At Broadway theatres in New York City, deaths of major figures in the world of theatre are often acknowledged by dimming the lights on the marquees. It is a coordinated tribute which usually lasts for one minute, shortly before the start of the evening performances.

The first documented occurrence was in 1952, after the death of actress Gertrude Lawrence, though the house lights inside the theater were dimmed. The practice was initially very rare and was repeated only twice in the following quarter-century: for Oscar Hammerstein II in 1960 (involving the dimming of marquee lights, which became the standard practice) and Alfred Lunt in 1977. However, by the 21st century, it became a relatively common form of tribute, occurring multiple times a year.

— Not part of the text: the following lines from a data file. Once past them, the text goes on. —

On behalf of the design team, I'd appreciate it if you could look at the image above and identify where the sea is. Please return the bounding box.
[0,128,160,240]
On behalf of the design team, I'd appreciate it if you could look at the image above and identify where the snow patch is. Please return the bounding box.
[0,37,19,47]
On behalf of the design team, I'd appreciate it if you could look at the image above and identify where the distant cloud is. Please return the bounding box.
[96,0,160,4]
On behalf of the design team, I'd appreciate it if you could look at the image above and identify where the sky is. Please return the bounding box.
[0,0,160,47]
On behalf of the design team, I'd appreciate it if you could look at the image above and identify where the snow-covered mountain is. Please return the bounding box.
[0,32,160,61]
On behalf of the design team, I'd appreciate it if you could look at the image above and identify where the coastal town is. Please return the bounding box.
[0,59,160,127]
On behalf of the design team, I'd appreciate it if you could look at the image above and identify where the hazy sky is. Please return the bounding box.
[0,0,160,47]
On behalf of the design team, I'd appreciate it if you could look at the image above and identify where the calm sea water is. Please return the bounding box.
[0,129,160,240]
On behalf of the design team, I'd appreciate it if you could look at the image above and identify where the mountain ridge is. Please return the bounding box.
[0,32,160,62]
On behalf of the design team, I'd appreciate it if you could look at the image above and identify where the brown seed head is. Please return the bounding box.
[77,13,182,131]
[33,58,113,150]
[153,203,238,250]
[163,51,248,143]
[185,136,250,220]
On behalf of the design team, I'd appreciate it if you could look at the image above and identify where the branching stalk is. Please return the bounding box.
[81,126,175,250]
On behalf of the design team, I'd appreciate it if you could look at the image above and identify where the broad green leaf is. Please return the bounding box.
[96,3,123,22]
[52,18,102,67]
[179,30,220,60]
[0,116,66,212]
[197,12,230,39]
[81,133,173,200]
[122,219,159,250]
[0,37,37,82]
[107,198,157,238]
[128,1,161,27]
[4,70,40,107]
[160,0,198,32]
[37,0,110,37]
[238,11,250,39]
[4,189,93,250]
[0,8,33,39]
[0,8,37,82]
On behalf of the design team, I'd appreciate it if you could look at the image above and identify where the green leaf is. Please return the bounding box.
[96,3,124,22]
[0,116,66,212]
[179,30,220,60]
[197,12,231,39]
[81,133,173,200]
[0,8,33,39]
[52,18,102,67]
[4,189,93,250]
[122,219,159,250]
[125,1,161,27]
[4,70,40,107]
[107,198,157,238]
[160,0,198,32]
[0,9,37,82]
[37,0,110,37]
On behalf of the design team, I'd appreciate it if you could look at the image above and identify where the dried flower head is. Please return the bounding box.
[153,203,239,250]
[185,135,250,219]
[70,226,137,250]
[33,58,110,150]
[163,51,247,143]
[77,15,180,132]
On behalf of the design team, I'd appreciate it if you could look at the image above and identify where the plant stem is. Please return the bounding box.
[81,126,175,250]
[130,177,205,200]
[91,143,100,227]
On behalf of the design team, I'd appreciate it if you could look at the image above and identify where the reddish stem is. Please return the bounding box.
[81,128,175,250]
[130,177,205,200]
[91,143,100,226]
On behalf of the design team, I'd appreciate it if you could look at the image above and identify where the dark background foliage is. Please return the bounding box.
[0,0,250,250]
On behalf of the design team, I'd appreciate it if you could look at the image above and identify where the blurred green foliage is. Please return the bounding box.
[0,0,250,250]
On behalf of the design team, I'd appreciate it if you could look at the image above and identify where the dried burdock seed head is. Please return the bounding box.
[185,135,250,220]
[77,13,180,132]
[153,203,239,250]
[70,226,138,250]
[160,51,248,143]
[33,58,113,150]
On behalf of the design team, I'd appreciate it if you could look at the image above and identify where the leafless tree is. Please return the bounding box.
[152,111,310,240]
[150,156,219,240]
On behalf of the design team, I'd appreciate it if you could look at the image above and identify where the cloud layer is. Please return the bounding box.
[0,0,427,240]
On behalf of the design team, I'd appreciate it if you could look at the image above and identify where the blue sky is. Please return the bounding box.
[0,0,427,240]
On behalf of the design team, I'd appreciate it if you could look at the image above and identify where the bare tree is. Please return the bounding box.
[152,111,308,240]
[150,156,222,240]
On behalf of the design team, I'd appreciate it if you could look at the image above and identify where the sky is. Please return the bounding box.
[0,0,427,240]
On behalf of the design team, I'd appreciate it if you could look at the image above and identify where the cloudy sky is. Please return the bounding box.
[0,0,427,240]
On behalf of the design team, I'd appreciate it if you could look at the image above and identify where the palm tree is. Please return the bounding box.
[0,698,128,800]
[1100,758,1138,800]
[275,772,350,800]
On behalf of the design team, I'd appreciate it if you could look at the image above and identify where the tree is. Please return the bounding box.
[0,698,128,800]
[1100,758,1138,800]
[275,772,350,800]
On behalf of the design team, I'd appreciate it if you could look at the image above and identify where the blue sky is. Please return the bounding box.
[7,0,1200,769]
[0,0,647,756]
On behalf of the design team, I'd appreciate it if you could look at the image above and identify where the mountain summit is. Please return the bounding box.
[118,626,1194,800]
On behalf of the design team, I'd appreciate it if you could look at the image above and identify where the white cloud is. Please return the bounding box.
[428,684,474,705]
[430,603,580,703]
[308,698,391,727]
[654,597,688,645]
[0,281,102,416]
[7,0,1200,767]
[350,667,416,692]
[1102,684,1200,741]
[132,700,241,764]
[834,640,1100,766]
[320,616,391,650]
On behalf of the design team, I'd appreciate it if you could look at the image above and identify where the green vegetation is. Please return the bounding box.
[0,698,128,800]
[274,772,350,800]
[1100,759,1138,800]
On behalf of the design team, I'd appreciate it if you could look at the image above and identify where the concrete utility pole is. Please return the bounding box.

The Broadway League's Committee of Theatre Owners decide who will receive the tribute. While most honorees directly worked in theatre, others who have had the lights dimmed for them have included journalists, talent agents, and businesspeople whose work was variously involved with Broadway. Some decisions have proven controversial; choices not to dim the lights for certain figures, or to only dim the lights at select theaters, have caused backlash which occasionally lead the committee to revise its decisions. Actors' Equity has publicly opposed tributes which involve only some theatres, and in 2024, following a series of controversies over "partial" dimming tributes, the Committee of Theatre Owners said they would review their policies regarding the matter.